Monday’s news that Novo Nordisk‘s diabetes medication helped obese patients scuttle between 5% and 6% of their weight over 56 weeks hasn’t helped the company’s reputation on Wall Street, reported Reuters, which cited the company’s failure to get the FDA to approve Tresiba in February as one of the reasons. The near-miss approval is a notable one: in its 2012 annual report, the company called out the GLP-1 as one of the key products driving projected sales growth of 8-10% for 2013. The anticipated Tresiba approval also spurred the company to up its sales and distribution spend by 13%, to $4 billion, while it revved up its sales force to support the drug’s market introduction.

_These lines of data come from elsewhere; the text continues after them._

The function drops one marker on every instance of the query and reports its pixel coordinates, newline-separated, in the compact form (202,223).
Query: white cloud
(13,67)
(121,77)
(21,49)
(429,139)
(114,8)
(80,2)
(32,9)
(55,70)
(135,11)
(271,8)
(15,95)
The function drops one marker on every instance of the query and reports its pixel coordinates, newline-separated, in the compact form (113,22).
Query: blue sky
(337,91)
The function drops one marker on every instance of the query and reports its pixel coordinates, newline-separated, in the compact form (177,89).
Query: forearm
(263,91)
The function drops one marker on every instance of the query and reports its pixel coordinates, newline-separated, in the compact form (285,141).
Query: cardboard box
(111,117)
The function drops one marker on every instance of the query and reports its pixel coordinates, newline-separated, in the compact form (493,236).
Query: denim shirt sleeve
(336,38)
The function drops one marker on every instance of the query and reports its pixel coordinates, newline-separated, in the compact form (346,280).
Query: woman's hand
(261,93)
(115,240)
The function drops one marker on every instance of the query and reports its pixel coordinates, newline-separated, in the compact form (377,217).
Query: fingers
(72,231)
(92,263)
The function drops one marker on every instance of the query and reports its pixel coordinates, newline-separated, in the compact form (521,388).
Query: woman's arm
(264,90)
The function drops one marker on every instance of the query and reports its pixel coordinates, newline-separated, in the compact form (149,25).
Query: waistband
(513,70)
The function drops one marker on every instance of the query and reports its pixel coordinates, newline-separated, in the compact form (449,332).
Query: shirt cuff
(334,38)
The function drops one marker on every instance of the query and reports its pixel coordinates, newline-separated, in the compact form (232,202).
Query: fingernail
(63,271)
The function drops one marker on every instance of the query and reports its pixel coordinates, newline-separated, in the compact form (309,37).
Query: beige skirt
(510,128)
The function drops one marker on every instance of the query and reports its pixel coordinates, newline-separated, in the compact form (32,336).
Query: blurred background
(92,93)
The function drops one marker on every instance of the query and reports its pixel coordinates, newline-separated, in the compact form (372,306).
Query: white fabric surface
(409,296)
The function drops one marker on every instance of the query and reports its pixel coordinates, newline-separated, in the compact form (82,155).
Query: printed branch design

Bloomberg noted Tuesday that JP Morgan told investors that the company is stumbling, and cut its stock recommendations from neutral to underweight. “Novo’s recent share price rally suggests investors remain in denial that Novo’s fundamentals have deteriorated,” JP Morgan analyst Richard Vosser told Bloomberg. Diabetes products, which include human an analog insulins as well as GLP-1s like Victoza and Tresiba, account for about 80% of Novo’s sales. The company puts its share of the global diabetes market at 26%.

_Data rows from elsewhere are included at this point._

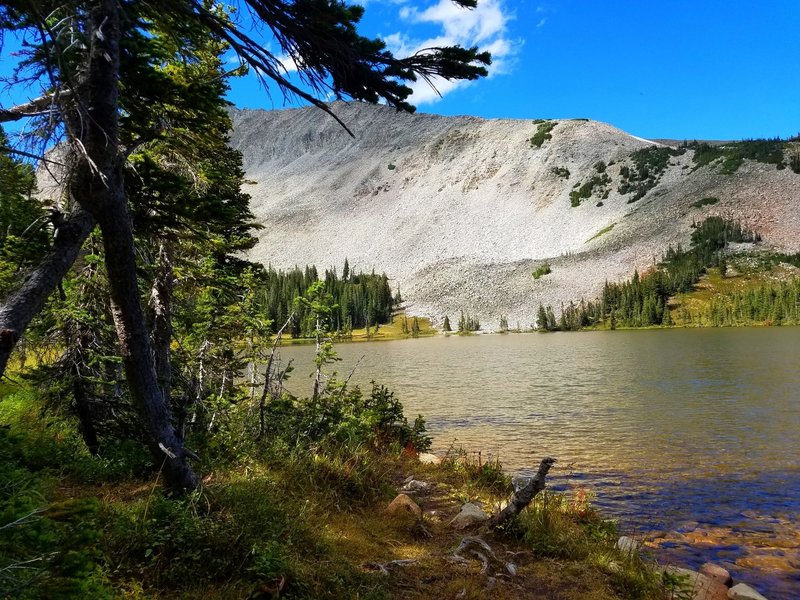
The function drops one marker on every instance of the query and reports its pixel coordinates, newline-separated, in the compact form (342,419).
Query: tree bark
(98,185)
(161,295)
(521,498)
(19,308)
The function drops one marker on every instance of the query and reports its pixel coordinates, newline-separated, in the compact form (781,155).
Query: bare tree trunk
(521,498)
(23,304)
(161,303)
(98,185)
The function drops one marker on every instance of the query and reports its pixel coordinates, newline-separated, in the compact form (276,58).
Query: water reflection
(672,428)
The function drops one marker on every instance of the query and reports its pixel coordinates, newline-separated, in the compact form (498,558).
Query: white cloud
(484,26)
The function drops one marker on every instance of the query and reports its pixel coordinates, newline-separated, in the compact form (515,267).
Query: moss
(543,133)
(710,201)
(603,231)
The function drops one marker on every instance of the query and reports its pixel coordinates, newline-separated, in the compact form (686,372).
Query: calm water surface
(690,437)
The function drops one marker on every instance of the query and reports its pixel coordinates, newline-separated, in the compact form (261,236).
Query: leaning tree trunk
(522,497)
(161,294)
(24,303)
(98,185)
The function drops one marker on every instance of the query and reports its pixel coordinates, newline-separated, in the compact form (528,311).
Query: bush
(541,270)
(542,134)
(344,418)
(705,202)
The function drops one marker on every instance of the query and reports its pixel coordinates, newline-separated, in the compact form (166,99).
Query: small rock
(426,458)
(627,544)
(416,486)
(404,504)
(717,573)
(742,591)
(470,515)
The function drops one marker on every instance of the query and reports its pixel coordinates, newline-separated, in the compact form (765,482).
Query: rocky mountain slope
(460,210)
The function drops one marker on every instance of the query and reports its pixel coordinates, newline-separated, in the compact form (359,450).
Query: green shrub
(731,155)
(648,164)
(541,270)
(561,527)
(543,133)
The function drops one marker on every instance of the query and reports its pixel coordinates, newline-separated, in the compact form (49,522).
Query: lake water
(691,437)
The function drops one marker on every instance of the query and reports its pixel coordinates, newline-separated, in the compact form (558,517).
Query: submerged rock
(742,591)
(717,573)
(700,586)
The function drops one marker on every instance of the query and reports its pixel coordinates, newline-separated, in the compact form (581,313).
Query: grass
(278,523)
(542,270)
(586,190)
(543,132)
(386,332)
(603,231)
(731,156)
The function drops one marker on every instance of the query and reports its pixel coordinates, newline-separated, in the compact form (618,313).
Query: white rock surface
(471,514)
(459,211)
(742,591)
(627,544)
(427,458)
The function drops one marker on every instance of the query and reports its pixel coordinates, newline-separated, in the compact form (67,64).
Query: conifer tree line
(360,299)
(142,244)
(644,299)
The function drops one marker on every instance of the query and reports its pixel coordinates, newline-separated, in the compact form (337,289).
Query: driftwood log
(522,497)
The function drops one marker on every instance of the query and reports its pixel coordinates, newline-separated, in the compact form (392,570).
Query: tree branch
(24,303)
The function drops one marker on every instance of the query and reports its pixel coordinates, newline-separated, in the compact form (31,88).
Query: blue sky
(707,70)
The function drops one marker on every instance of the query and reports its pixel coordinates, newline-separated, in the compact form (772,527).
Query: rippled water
(690,437)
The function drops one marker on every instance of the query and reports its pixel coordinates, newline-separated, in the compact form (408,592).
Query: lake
(690,437)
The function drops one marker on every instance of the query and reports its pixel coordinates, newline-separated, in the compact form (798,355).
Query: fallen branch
(384,568)
(522,497)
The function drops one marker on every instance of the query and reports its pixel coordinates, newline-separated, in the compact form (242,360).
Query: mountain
(460,211)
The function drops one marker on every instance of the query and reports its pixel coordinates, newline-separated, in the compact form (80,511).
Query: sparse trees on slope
(77,51)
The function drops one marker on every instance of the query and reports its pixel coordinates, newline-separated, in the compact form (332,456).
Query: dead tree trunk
(23,304)
(521,498)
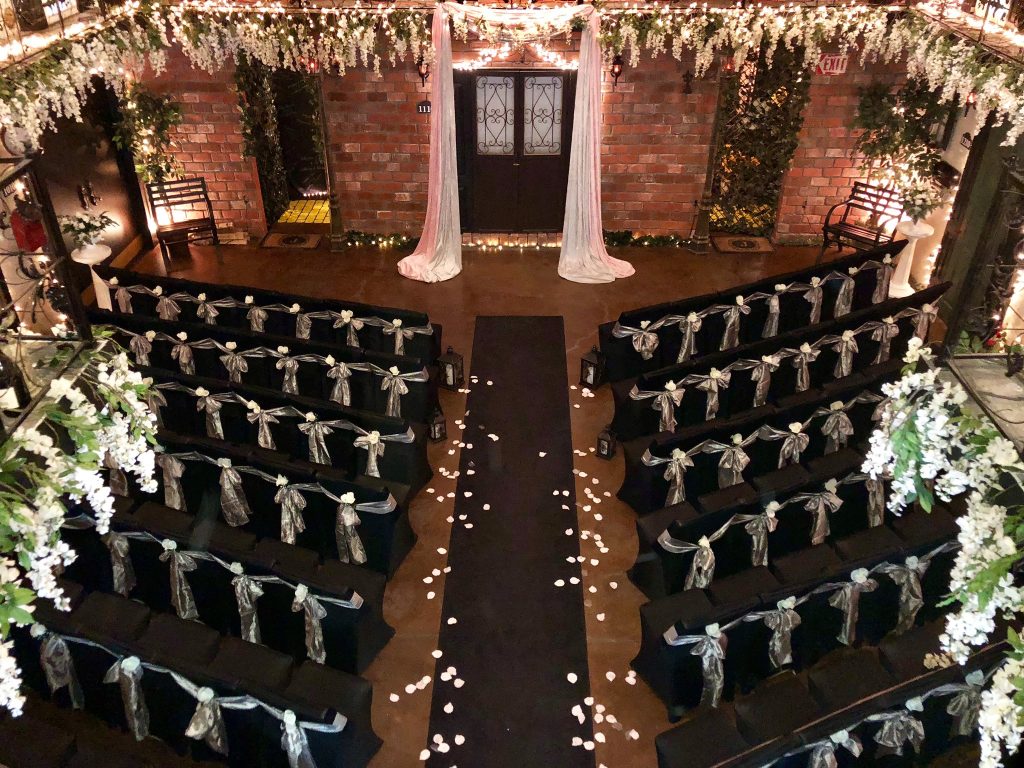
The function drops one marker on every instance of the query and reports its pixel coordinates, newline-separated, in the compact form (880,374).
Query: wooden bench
(187,198)
(867,218)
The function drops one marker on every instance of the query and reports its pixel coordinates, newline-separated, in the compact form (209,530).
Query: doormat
(741,244)
(283,240)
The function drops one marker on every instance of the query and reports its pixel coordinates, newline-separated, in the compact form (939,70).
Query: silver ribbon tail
(730,467)
(183,354)
(838,429)
(350,547)
(341,392)
(121,564)
(290,366)
(123,297)
(315,431)
(207,312)
(156,400)
(712,652)
(965,708)
(844,300)
(211,408)
(689,328)
(899,730)
(884,334)
(207,725)
(847,599)
(292,503)
(58,667)
(781,623)
(168,309)
(181,594)
(263,420)
(876,502)
(375,450)
(172,469)
(236,365)
(771,322)
(701,568)
(884,276)
(759,528)
(247,592)
(313,613)
(395,388)
(127,673)
(140,347)
(233,504)
(257,320)
(295,744)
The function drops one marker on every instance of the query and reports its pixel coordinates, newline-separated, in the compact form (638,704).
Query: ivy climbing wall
(210,143)
(655,145)
(824,165)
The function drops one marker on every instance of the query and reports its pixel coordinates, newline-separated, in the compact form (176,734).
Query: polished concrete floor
(507,282)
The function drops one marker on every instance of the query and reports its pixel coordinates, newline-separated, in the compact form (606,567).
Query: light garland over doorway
(211,33)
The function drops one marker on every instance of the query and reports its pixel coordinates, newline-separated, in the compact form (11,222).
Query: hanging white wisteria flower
(929,444)
(98,421)
(57,82)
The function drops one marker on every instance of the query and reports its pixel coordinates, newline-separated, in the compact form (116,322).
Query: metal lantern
(606,443)
(438,425)
(451,368)
(592,369)
(616,70)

Almost a week after the FDA took to the NEJM‘s pages to talk about uncoupling the cognitive and functional improvement requirements for Alzheimer’s Disease therapies, the Alzheimer’s Association released a study finding that a third of seniors die with Alzheimer’s or another form of dementia. The Association’s report notes that Alzheimer’s-related deaths are on the rise even as death rates from other major killers fall, up 68% between 2000 and 2010. The dismal data comes as TransTech Pharma celebrates an FDA fast track designation for its experimental Alzheimer’s therapy TTP488 — one of several that help the regulator speed approvals. TransTech’s approach targets interactions between amyloid beta, which is found in Alzheimer’s patients, and an immunoglobulin family of molecules.

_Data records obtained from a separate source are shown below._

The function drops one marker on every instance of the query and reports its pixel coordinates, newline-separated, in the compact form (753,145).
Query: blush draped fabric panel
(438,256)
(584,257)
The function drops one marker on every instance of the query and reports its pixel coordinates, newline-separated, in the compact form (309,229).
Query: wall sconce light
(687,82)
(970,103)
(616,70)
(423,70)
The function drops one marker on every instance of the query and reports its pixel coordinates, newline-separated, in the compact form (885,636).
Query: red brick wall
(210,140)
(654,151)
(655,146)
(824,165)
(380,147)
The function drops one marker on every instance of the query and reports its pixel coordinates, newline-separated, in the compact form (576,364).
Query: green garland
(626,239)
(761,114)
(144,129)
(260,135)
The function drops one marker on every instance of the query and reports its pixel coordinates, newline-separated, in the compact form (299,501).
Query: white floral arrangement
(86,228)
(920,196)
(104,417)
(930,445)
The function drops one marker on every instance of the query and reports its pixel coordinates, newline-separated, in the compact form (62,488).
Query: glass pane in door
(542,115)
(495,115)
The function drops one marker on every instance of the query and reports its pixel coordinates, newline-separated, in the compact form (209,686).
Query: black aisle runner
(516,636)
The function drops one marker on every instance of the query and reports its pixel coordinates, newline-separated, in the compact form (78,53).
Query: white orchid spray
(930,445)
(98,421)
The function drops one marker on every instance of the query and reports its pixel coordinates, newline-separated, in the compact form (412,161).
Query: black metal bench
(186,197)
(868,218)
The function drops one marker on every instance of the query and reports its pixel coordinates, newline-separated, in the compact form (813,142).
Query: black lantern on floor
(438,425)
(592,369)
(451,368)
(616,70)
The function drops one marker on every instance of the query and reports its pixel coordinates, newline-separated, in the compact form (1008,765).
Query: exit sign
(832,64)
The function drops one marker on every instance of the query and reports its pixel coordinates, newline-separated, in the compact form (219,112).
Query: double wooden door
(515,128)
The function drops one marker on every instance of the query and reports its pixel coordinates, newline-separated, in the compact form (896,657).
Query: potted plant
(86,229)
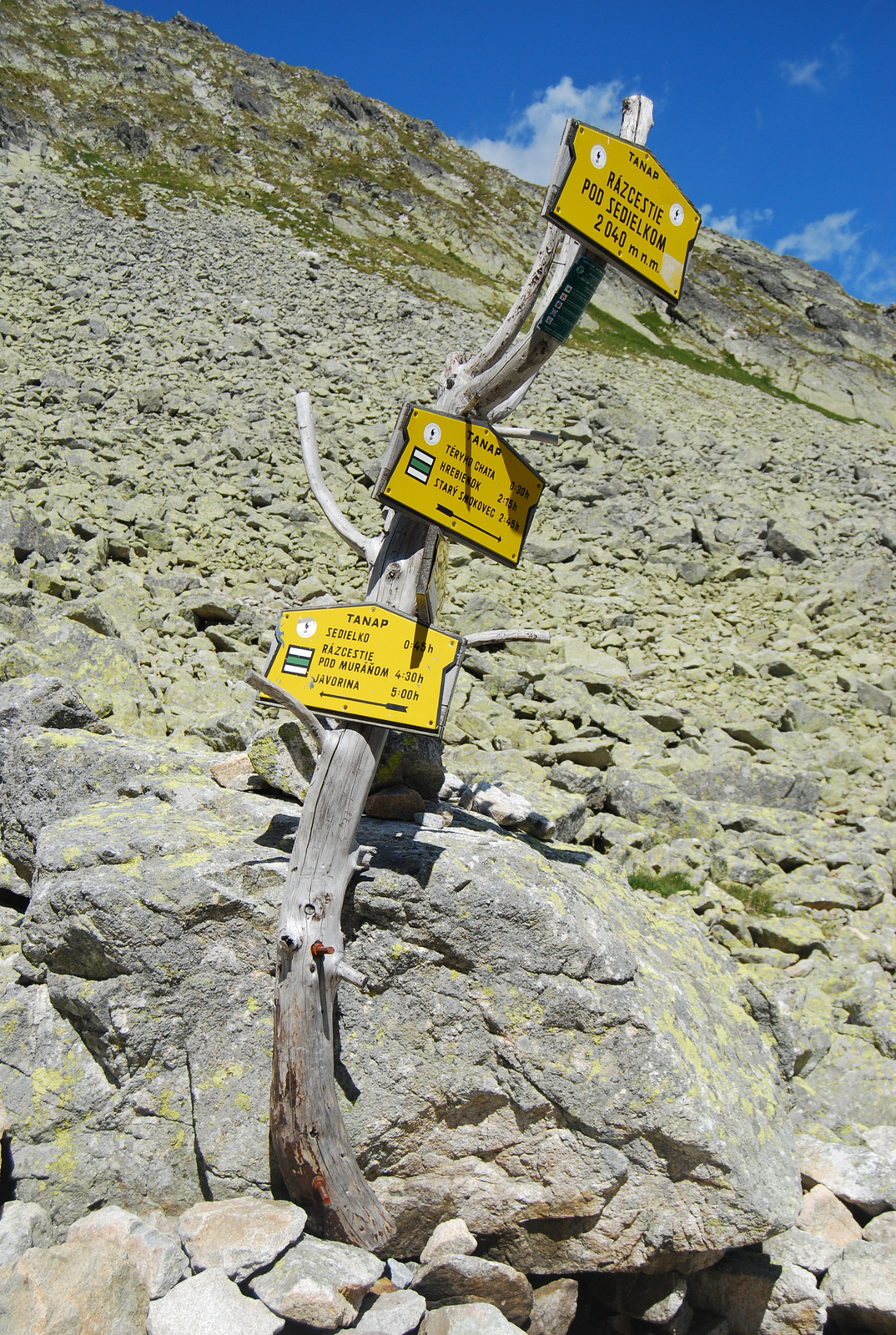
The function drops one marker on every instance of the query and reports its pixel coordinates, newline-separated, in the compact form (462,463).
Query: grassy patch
(616,338)
(755,899)
(671,883)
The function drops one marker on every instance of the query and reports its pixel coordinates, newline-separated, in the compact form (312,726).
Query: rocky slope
(596,1050)
(128,107)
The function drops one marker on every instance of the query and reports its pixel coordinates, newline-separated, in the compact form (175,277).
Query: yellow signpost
(465,478)
(616,198)
(367,664)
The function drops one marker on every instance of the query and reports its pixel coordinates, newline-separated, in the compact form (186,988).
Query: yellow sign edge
(449,673)
(400,442)
(556,189)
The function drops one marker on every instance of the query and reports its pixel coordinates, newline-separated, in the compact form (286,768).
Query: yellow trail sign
(616,198)
(465,478)
(367,664)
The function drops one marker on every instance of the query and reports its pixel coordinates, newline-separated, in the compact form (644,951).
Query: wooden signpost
(462,477)
(367,664)
(347,701)
(616,198)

Even as FDA commissioner Peggy Hamburg frets that sequester cuts will slow approvals, the Government Accountability Office is encouraging the regulator to do a bit more when it comes to dietary supplement oversight. The GAO noted that the FDA has improved monitoring, but said in a report that the agency could do more — for example, by tapping into poison center data and implementing a systematic collection of adverse event reports. GAO said the latter could help FDA “assess whether AERs are being used to their fullest extent.” GAO also recommended the FDA make potential safety concerns public – something it is not required to do – in the interest of consumer awareness of the impact supplements may have on health.
Biologics were major earners last year, according to Genetic Engineering & Biotechnology News, which reported that eight of last year’s top-selling drugs were biologics, including: Amgen’s Neulasta ($4 billion); Roche’s Avastin ($6 billion); Roche’s Herceptin ($6 billion); Sanofi’s Lantus ($7 billion); Roche’s Rituxan ($7 billion); Amgen/Pfizer’s Enbrel ($8 billion); J&J/Merck’s Remicaid ($8 billion); and Abbott/Abbvie’s Humira ($9 billion).